Petaluma’s new police chief has many plans for the department, including smaller beats that give officers a chance to develop a rapport with a specific neighborhood, more focus on code enforcement and a mentoring program to nurture the next generation of sergeants, lieutenants and captains.
Since starting August 13, Chief Patrick Williams has been busy holding one-on-one meetings with sworn staff to hear their thoughts about what’s working and what needs improvement.
He has also put out a memo outlining his vision for the 84-member department, where morale has been low in recent years due to budget cuts, low salaries (at least compared to surrounding cities) and factions that formed over the appointment of the chief’s position.
Central to that vision is community policing, a style of law enforcement where officers work with residents, business owners, nonprofits and clergy to tackle various issues.
“We’ve got a great shop here and also a lot of smart people in the community,” says the 48-year-old Williams who spent five years as police chief in Desert Hot Springs, a town of about 28,000 in the Coachella Valley. “We need to leverage our relationships to attract more volunteers to the department, whether it’s at the front desk, traffic unit or detectives, and collaborate with community groups to solve problems.”
One of Williams’ hopes is to divide police beats into smaller sectors, assign specific officers to those areas and organize community meetings twice a year in each area to give residents a direct outlet to voice their concerns. Officers would then work to solve the problems and report back four to six months later.
It’s the same approach Williams used in Desert Hot Springs, where he is credited with reducing crime and restoring the public’s trust in the police department.
“Our city has a history of high crime rate and there is a lot of appreciation of what he did to get that down and get it down significantly,” said Russell Betts, a Desert Hot Springs councilman. “He runs a tight ship and zeroes in on a problem and gets it fixed.”
Under Williams’ leadership, the police department launched an iPhone app that allowed residents to report a crime right from their phones and started a committee aimed at addressing gang involvement among youth.
Williams, who has a master’s degree in leadership from St. Mary’s College, is thoughtful and favors a methodical approach to issues. But he’s also not afraid of getting tough when required.
In Desert Hot Springs, one of the things locals still talk about is Operation Falling Sun, a multi-agency gang sweep that involved nearly 700 officers and arrested more than 100 gang members.
“Gangs are not just a policing issue, but a community issue that needs an approach from schools, churches and organizations,” says Williams, adding that he is still familiarizing himself with the extent of Petaluma’s gang problem.
The new chief also inherits a department where a quarter of all sworn officers will be eligible for retirement in less than five years. To prepare for the retirement of older personnel, Williams wants to implement a mentoring program that to train officers who are interested in promoting to higher ranks.

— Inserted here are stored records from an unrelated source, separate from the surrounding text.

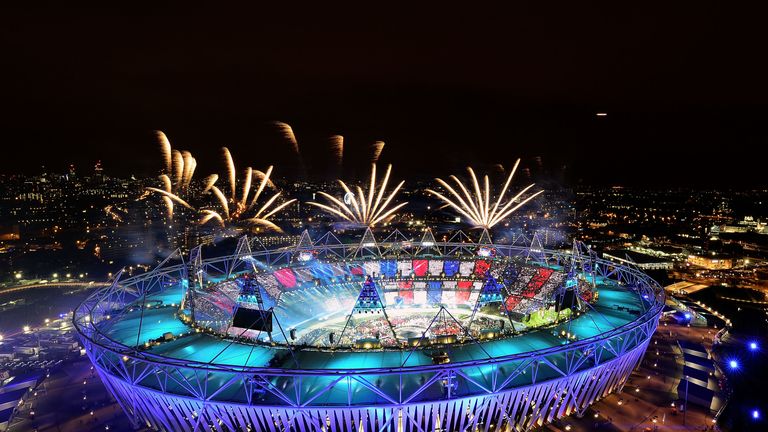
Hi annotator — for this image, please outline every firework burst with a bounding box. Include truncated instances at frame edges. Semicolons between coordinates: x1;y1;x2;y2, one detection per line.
147;131;197;219
427;159;544;229
307;164;407;227
200;147;296;231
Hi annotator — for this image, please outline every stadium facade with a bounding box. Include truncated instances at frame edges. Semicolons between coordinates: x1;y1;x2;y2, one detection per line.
74;230;664;431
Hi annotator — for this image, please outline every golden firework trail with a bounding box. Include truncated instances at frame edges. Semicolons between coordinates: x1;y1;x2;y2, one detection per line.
427;159;544;229
200;147;296;231
307;164;408;227
146;131;197;219
328;135;344;166
371;141;384;164
274;121;300;155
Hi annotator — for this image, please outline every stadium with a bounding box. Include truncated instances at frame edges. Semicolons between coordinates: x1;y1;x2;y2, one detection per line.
74;229;664;431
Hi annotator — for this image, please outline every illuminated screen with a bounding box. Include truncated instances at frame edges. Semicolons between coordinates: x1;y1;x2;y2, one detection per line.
397;281;413;304
427;281;443;304
381;260;397;277
475;260;491;277
456;281;472;304
413;260;429;277
443;261;459;277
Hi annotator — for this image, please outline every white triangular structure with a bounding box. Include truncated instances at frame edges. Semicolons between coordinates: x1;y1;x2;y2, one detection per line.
335;276;397;346
296;230;315;251
526;232;545;262
227;235;256;279
315;231;347;258
179;245;203;321
355;227;381;258
381;228;410;243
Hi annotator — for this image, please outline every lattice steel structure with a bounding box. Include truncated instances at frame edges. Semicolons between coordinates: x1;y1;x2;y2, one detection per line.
74;231;664;432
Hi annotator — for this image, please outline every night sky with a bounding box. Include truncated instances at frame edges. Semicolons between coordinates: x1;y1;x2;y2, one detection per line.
0;2;768;187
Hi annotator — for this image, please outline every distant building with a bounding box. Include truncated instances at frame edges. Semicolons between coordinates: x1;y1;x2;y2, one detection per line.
687;255;744;270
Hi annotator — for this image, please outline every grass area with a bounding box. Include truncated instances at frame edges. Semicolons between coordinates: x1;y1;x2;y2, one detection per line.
525;307;571;328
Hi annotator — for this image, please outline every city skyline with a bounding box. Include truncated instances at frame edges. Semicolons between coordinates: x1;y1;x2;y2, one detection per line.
0;4;768;188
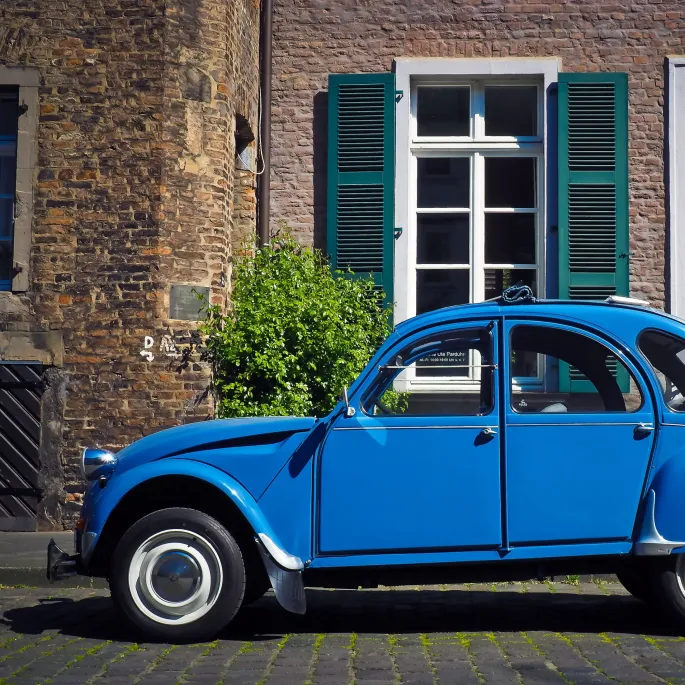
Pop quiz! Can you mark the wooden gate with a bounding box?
[0,363,44,530]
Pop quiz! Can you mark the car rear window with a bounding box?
[638,330,685,412]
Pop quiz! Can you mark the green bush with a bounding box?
[201,234,390,417]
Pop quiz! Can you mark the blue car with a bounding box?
[48,297,685,641]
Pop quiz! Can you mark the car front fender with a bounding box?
[81,457,302,568]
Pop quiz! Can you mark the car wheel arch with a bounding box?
[89,474,266,592]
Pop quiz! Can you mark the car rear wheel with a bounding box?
[653,554,685,627]
[110,508,245,642]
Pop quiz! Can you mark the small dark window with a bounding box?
[0,87,19,290]
[509,325,642,414]
[638,331,685,412]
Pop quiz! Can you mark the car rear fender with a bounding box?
[635,450,685,556]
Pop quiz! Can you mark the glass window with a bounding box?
[416,86,471,136]
[638,330,685,412]
[406,79,544,332]
[509,325,642,413]
[416,269,471,314]
[416,214,470,265]
[485,156,537,211]
[485,213,536,264]
[364,326,495,416]
[485,85,538,137]
[0,86,19,138]
[417,157,471,209]
[0,87,19,290]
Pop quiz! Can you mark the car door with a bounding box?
[504,320,655,546]
[316,321,501,555]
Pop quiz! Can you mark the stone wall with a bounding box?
[271,0,685,305]
[0,0,259,527]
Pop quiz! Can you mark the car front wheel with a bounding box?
[110,508,245,642]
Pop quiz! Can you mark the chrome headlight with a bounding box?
[81,447,117,480]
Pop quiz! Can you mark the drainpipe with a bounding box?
[257,0,274,245]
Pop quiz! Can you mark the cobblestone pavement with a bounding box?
[0,582,685,685]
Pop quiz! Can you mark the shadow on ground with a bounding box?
[2,588,675,641]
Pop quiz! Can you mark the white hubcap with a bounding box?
[128,530,223,624]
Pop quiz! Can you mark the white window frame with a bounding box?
[394,58,560,392]
[0,66,40,298]
[667,57,685,318]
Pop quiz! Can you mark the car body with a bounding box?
[48,298,685,640]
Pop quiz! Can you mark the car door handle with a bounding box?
[633,423,654,438]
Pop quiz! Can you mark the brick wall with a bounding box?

“Being able to impact the leadership structure in the department is an attractive part of the job for me,” he says.
Williams also wants to find a way to get officers back into local schools (for which funding was eliminated two years ago) and be more proactive when it comes to code enforcement.
Yet his arrival in Petaluma has not been without controversy with a federal lawsuit being filed just days after he accepted the job. The suit alleges that Williams discouraged a female officer from cooperating with FBI investigators on an excessive force case and scolded her when he found out that she had spoken with federal agents. (The excessive abuse occurred before Williams arrived to the department in 2007.)
He has also been criticized for taking too long to conduct an investigation into a “sexting” incident in which a police officer sent a photo of his genitals to a female colleague.
Williams says he never obstructed the investigation and that there is more to the “sexting” incident that the public knows, but that he can’t discuss it because it was a personnel matter.
“I have secret FBI clearance and have been investigated so many times,” he says, clearly exasperated. “Do you think if I had obstructed an FBI investigation, I’d be sitting here talking to you?...It just flies in the face of everything that I stand for.”
As Williams walks a reporter out of his office, he passes by his white board, on which he is fond of drawing diagrams and writing reminder notes. On the very top is one of his mottos, scribbled in a red pen that seems apt given the accusations swirling around him: “Secrecy is the enemy of trust.”